The risers board included Legal & General, which gained 4% or 8.4p to 230.3p after the financial services group delivered a reassuring trading update. L&G said: “Volatility has increased significantly in H2, but this has limited economic impact on our businesses.”
Leisure stocks were also higher, with British Airways owner IAG and Premier Inn chain Whitbread up by 4%. Shares in Hargreaves Lansdown boasted the biggest gain in the FTSE 100, lifting 5% or 44.2p to 903.8p after Jefferies raised its price target to 930p.
The FTSE 250 index gained 1.3% or 233.89 points to 17,518.77, led by Greggs after the bakery chain stuck by profits guidance. Its shares were 5% or 89p higher at 1812p.
Wall Street recovers on rate rise hopes
Wall Street’s best session since late July means European markets are set for a positive start, with IG Index predicting that the FTSE 100 index will open 0.7% higher at 6958.
The US performance came after weaker-than-expected figures on manufacturing activity boosted hopes that the Federal Reserve will slow the pace of interest rate rises.

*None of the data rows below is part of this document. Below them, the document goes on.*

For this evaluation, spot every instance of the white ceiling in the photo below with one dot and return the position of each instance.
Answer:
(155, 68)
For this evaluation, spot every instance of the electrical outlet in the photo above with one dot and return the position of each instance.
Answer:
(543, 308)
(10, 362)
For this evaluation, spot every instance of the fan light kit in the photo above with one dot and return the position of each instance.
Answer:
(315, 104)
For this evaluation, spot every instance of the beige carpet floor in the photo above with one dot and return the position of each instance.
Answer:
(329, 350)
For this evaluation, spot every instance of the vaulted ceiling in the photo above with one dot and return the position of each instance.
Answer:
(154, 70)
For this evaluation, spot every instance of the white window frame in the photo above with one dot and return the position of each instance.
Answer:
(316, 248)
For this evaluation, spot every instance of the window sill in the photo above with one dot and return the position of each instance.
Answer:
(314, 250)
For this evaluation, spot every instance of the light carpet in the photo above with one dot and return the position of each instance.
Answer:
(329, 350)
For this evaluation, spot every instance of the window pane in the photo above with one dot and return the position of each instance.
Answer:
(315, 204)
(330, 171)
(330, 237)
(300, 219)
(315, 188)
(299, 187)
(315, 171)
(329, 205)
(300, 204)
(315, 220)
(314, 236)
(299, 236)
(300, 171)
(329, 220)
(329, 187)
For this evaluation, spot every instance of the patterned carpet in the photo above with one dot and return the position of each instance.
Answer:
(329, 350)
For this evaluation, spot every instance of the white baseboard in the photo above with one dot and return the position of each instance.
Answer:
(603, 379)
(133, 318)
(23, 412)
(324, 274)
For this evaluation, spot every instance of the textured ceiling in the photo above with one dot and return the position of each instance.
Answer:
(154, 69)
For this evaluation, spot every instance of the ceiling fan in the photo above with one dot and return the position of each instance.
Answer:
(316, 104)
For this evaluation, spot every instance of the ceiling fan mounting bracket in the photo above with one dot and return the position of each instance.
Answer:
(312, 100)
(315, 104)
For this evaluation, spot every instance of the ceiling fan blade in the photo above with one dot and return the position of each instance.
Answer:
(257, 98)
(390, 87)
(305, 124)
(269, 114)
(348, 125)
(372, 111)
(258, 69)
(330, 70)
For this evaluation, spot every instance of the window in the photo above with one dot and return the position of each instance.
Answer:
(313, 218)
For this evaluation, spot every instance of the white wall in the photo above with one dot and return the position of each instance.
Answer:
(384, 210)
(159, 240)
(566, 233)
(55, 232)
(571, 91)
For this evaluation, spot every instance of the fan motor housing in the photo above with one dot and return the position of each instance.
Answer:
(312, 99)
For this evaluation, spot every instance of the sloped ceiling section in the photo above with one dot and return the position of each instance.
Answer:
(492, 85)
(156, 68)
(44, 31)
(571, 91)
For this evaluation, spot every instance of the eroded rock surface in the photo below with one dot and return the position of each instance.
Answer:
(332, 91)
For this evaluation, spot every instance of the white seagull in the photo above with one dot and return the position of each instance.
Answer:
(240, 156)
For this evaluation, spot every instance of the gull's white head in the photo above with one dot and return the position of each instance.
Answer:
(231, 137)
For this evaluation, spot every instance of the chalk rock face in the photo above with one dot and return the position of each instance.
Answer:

The S&P 500 jumped by 2.6% and the tech-heavy Nasdaq Composite by 2.3%, while US futures are also pointing to further progress later today. The next big test for sentiment is likely to come with Friday’s monthly non-farm payrolls report.
Mark Haefele, chief investment officer at UBS Global Wealth Management, said: “After falling more than 9% in September and extending its year-to-date decline to nearly 25% as of Friday’s close, we think the S&P 500 was looking oversold.
“In addition, some of last week’s selling pressure may have been driven by quarter-end rebalancing, which has now ended.”
Asian markets followed Wall Street’s lead as the Nikkei in Japan lifted by more than 2.5%.
Brent crude, meanwhile, remains just below $90 a barrel after rising 4% yesterday on expectations that Opec will reduce planned output at its meeting tomorrow.